For the study, researchers supervised 11 teens who participated. Parents gave consent for the kids to join the study, and they were between the ages of 14 and 17 years old. The team also worked with police to make sure the study was above board.
In most cases, they weren’t asked to show any proof that they were of legal age when the packages were delivered to their door, with 95 percent of the orders simply left at the door.
Researchers have previously shown that it is easy for an underage person to order alcohol online, and it appears to be no different for e-cigarettes. They said they were careful to avoid encouraging violation of the law through the study.
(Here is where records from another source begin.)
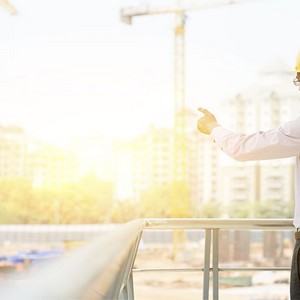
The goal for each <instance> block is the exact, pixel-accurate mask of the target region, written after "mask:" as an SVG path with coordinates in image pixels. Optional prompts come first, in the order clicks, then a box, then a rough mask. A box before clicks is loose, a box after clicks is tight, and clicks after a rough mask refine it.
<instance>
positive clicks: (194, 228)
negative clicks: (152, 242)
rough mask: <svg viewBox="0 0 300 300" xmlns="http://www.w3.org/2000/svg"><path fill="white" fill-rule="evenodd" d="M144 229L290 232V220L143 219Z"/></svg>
mask: <svg viewBox="0 0 300 300" xmlns="http://www.w3.org/2000/svg"><path fill="white" fill-rule="evenodd" d="M145 222H146V228H145V229H184V230H187V229H264V230H274V229H277V230H278V229H282V230H290V229H292V228H293V220H292V219H213V218H211V219H201V218H195V219H188V218H181V219H179V218H177V219H176V218H173V219H167V218H166V219H163V218H161V219H155V218H151V219H150V218H149V219H145Z"/></svg>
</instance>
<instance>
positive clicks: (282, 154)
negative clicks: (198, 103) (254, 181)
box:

Because of the access teenagers have to credit cards these days, it’s a lot easier for them to get a hold of substances that they would have needed an ID for int he past. It’s a natural transition for teens, who often use family credit cards to buy online music and games.
Although the majority of states have banned the sale of e-cigs to teenagers, the Food and Drug Administration hasn’t yet acted to ban such sales federally. It has proposed regulations for e-cigarettes, which would include such a ban, but the rules have not yet been finalized.
E-cigarettes work by heating liquid nicotine into a vapor using a battery. They are often presented as an alternative to smoking, but public health advocates argue that there is no evidence that smoking them is any safer than smoking regular cigarettes.
E-cigarettes have become increasingly popular with teenagers, with a 2014 study finding that 17 percent of high school seniors had tried them.